In the autumn of 1933, Zeller played for Toronto in the first professional Canadian Football League. The following year he served as player-coach for the  Toronto Aromints of the CFL. In 1935, he wed Mary Elizabeth Reta Conacher of Toronto, sister of legendary athlete Lionel Conacher, "Canada's answer to Jim Thorpe" and voted the best Canadian athlete of the first half of the 20th Century.  Ernie ballooned to 300 pounds to tour the U.S. and Canada on the pro wrestling circuit with icons like Notre Dame football star Joe Savoldi, and George Zaharias. Between 1936 and 1941, he taught history, sociology and physical education and coached, football, track and basketbakk at Robinson, Ill. The Maroons' football squad under head coach Zeller won the Eastern Illinois Conference title in 1941, the year Ernie earned a masters degree in administration from Indiana State. While teaching in Robinson, Zeller frequently attended Indiana State athletic events and usually was introduced and recognized for his feats on the mat and the gridiron. In May 1942, he was ordered to report to the Great Lakes and then to Annapolis for the U.S. Navy School of Instruction. After World War II, Ernie was a football official in Indiana and Illinois while advancing his career as a school administrator. He was inducted into the Indiana Football Hall of Fame in 1979.

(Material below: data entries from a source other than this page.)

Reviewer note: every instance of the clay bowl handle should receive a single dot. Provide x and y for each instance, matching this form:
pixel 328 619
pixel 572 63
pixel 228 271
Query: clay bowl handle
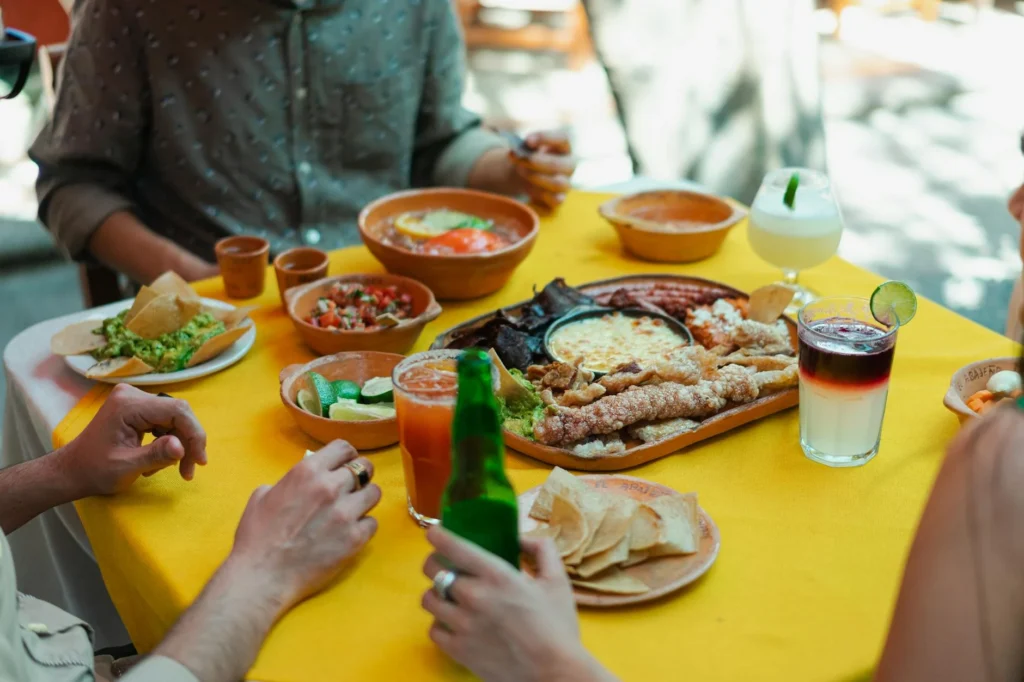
pixel 289 372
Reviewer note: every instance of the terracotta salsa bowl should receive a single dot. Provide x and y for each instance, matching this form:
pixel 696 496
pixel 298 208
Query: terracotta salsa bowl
pixel 357 367
pixel 456 276
pixel 300 301
pixel 672 226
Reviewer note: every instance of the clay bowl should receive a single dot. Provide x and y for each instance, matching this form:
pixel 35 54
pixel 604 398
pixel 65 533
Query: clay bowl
pixel 970 379
pixel 458 276
pixel 671 226
pixel 300 300
pixel 357 367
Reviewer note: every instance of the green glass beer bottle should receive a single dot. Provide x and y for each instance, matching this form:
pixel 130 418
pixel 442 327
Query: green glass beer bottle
pixel 479 503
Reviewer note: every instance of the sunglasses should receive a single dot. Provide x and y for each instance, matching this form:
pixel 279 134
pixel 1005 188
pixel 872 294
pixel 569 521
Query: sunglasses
pixel 17 50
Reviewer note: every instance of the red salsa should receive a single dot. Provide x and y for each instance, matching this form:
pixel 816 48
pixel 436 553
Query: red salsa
pixel 356 306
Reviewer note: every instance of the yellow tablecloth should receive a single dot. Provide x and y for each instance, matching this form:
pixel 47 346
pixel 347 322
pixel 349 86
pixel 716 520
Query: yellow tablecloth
pixel 811 556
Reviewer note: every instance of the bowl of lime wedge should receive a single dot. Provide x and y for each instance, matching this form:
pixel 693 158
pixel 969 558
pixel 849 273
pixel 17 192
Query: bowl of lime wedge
pixel 345 396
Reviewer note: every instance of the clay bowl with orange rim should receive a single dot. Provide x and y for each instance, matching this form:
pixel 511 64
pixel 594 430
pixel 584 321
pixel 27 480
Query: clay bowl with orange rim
pixel 357 367
pixel 457 276
pixel 969 380
pixel 398 339
pixel 672 225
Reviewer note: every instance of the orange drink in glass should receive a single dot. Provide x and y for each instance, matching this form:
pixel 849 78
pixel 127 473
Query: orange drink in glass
pixel 425 387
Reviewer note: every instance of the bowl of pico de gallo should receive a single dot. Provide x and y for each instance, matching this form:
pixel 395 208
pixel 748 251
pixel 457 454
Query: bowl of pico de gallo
pixel 384 312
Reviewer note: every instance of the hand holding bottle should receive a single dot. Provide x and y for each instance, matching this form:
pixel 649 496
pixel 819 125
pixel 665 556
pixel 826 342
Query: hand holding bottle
pixel 505 625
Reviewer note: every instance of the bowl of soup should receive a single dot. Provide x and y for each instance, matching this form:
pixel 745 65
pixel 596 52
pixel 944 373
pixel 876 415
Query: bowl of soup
pixel 460 243
pixel 672 226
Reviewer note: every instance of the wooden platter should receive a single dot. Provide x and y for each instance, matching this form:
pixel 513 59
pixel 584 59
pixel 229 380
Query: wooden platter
pixel 638 454
pixel 663 576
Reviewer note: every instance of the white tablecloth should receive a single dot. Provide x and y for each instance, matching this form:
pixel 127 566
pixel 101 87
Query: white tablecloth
pixel 52 556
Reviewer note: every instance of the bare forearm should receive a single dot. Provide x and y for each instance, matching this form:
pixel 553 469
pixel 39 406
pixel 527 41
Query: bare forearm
pixel 30 488
pixel 219 636
pixel 128 246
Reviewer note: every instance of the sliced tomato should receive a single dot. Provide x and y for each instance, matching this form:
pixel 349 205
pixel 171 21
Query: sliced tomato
pixel 464 240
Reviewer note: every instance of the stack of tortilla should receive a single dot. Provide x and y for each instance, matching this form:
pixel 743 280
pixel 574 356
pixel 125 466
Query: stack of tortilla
pixel 166 305
pixel 600 531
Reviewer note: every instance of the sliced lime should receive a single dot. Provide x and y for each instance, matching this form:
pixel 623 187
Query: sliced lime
pixel 378 389
pixel 307 400
pixel 894 303
pixel 321 388
pixel 349 411
pixel 343 388
pixel 791 190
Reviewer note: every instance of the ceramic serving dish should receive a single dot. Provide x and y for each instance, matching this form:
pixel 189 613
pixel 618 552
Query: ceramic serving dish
pixel 663 576
pixel 357 367
pixel 671 226
pixel 456 276
pixel 398 339
pixel 969 380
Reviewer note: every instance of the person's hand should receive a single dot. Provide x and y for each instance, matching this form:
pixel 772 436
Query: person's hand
pixel 109 455
pixel 294 537
pixel 502 624
pixel 545 166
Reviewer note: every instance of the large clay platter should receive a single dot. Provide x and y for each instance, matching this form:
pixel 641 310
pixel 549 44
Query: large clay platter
pixel 638 454
pixel 663 576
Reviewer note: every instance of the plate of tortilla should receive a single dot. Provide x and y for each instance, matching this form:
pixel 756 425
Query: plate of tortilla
pixel 623 540
pixel 168 334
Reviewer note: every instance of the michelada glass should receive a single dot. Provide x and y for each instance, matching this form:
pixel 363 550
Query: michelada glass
pixel 795 238
pixel 425 388
pixel 845 358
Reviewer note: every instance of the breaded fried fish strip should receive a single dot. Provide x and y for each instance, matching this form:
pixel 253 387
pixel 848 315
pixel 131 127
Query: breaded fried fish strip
pixel 639 403
pixel 777 380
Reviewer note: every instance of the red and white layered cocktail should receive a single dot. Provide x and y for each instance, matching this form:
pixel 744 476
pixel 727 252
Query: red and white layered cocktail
pixel 845 359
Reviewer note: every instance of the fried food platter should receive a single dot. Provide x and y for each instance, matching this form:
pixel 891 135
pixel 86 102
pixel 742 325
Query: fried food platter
pixel 678 296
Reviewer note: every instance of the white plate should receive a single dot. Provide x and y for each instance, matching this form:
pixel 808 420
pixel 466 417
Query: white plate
pixel 235 352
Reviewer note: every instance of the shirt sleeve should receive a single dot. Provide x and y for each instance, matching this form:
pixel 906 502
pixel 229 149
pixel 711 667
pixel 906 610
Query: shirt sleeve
pixel 449 137
pixel 92 145
pixel 159 669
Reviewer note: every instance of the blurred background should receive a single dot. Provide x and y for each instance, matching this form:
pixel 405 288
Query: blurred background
pixel 912 108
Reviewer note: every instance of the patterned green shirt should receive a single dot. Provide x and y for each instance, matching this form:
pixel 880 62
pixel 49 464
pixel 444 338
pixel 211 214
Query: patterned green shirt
pixel 275 118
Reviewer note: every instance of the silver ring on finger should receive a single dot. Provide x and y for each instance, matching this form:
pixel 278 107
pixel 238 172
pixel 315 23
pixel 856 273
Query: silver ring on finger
pixel 359 472
pixel 442 584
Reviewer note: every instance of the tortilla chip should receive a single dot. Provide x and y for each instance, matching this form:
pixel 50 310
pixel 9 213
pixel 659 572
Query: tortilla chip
pixel 118 367
pixel 636 556
pixel 645 530
pixel 768 303
pixel 614 582
pixel 681 530
pixel 216 345
pixel 171 283
pixel 141 300
pixel 610 557
pixel 614 525
pixel 78 338
pixel 593 505
pixel 233 317
pixel 559 481
pixel 570 522
pixel 161 315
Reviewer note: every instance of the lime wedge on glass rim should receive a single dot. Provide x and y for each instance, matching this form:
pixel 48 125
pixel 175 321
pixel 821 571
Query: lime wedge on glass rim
pixel 894 303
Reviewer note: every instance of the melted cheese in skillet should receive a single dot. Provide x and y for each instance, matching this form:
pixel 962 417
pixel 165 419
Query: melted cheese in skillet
pixel 614 339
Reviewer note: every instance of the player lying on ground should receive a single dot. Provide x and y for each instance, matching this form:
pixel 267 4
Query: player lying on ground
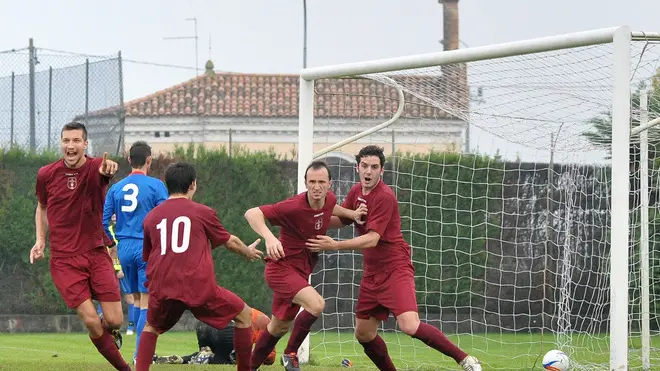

Zeller was principal of Mill Creek High School of LaPorte County and Superintendent of the Butler Township Schools in Dekalb County from February 1952 until June 1966. In retirement, the Zellers made their home at 2912 Schaper Drive in Fort Wayne. Mary died there at age 75 in June 1981. Ernie passed away in Fort Wayne on July 16, 1987 at age 77. The Zellers are interred in a Toronto cemetery.